The role of non-invasive home mechanical ventilation in patients with chronic obstructive pulmonary disease requiring prolonged weaning
Article first published online: 27 OCT 2011
© 2011 The Authors. Respirology © 2011 Asian Pacific Society of Respirology
Volume 16, Issue 8, pages 1273–1280, November 2011
How to Cite
HEINEMANN, F., BUDWEISER, S., JÖRRES, R. A., ARZT, M., RÖSCH, F., KOLLERT, F. and PFEIFER, M. (2011), The role of non-invasive home mechanical ventilation in patients with chronic obstructive pulmonary disease requiring prolonged weaning. Respirology, 16: 1273–1280. doi: 10.1111/j.1440-1843.2011.02054.x
- Issue published online: 27 OCT 2011
- Article first published online: 27 OCT 2011
- Accepted manuscript online: 24 AUG 2011 11:40AM EST
- Received 3 May 2011; invited to revise 8 June 2011; revised 26 June 2011; accepted 5 July 2011 (Associate Editor: Amanda Piper).
- chronic obstructive pulmonary disease;
- home mechanical ventilation;
- non-invasive positive pressure ventilation;
- respiratory failure;
Background and objective: Patients with COPD who require prolonged weaning from invasive mechanical ventilation show poor long-term survival. Whether non-invasive home mechanical ventilation (HMV) has a beneficial effect after prolonged weaning has not yet been clearly determined.
Methods: Patients with COPD who required prolonged weaning and were admitted to a specialized weaning centre between January 2002 and February 2008 were enrolled in the study. Long-term survival and prognostic factors, including the role of non-invasive HMV, were evaluated.
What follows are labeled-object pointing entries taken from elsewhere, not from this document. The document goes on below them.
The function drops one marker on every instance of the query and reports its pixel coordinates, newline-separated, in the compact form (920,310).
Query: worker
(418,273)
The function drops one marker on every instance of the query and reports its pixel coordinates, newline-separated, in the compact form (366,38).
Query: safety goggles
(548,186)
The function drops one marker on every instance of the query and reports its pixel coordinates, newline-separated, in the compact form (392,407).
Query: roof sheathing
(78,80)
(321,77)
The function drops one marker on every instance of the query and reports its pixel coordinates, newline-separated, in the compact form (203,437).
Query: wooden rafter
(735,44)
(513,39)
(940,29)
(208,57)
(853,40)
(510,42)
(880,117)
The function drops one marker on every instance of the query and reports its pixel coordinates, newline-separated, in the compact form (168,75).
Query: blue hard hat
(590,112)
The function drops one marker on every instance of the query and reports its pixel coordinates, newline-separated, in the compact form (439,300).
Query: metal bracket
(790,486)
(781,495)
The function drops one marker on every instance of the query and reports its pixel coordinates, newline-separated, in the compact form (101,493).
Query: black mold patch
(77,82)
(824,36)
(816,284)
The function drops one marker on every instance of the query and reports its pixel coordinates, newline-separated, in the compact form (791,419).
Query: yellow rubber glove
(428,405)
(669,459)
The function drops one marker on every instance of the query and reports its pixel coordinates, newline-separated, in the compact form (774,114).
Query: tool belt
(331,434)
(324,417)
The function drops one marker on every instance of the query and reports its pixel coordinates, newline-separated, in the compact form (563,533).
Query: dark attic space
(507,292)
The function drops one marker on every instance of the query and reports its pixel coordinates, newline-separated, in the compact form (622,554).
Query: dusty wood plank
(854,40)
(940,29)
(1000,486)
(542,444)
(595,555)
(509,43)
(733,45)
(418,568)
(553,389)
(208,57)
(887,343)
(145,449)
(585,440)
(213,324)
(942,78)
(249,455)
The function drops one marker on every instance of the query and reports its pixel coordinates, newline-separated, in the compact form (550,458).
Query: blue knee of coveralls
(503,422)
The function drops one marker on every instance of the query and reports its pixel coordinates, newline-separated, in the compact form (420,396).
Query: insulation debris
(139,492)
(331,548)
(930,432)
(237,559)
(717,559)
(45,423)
Results: Of 117 patients (87 men, 30 women; mean age 69.5 ± 9.5 years) included in the study, weaning from invasive ventilation was achieved in 82 patients (70.1%). Successful weaning was associated with better survival 1 year after discharge from hospital (hazard ratio (HR) 2.24, 95% CI: 1.16–4.31; P = 0.016). Among the 82 patients who were successfully weaned, non-invasive HMV was initiated in 39 (47.6%) due to persistent chronic ventilatory failure. Initiation of HMV was associated with a higher rate of survival to 1 year as compared with patients who did not receive ventilatory support (84.2% vs 54.3%; HR 3.68, 95% CI: 1.43–9.43; P = 0.007). In addition, younger age and higher PaO2, haemoglobin concentration and haematocrit at discharge were associated with better survival. In an adjusted multivariate analysis, initiation of non-invasive HMV after successful weaning remained an independent prognostic factor for survival to 1 year (HR 3.63, 95% CI: 1.23–10.75; P = 0.019).
Conclusions: These findings suggest that based on the potential for improvement in long-term survival, non-invasive HMV should be considered in patients with severe COPD and persistent chronic hypercapnic respiratory failure after prolonged weaning.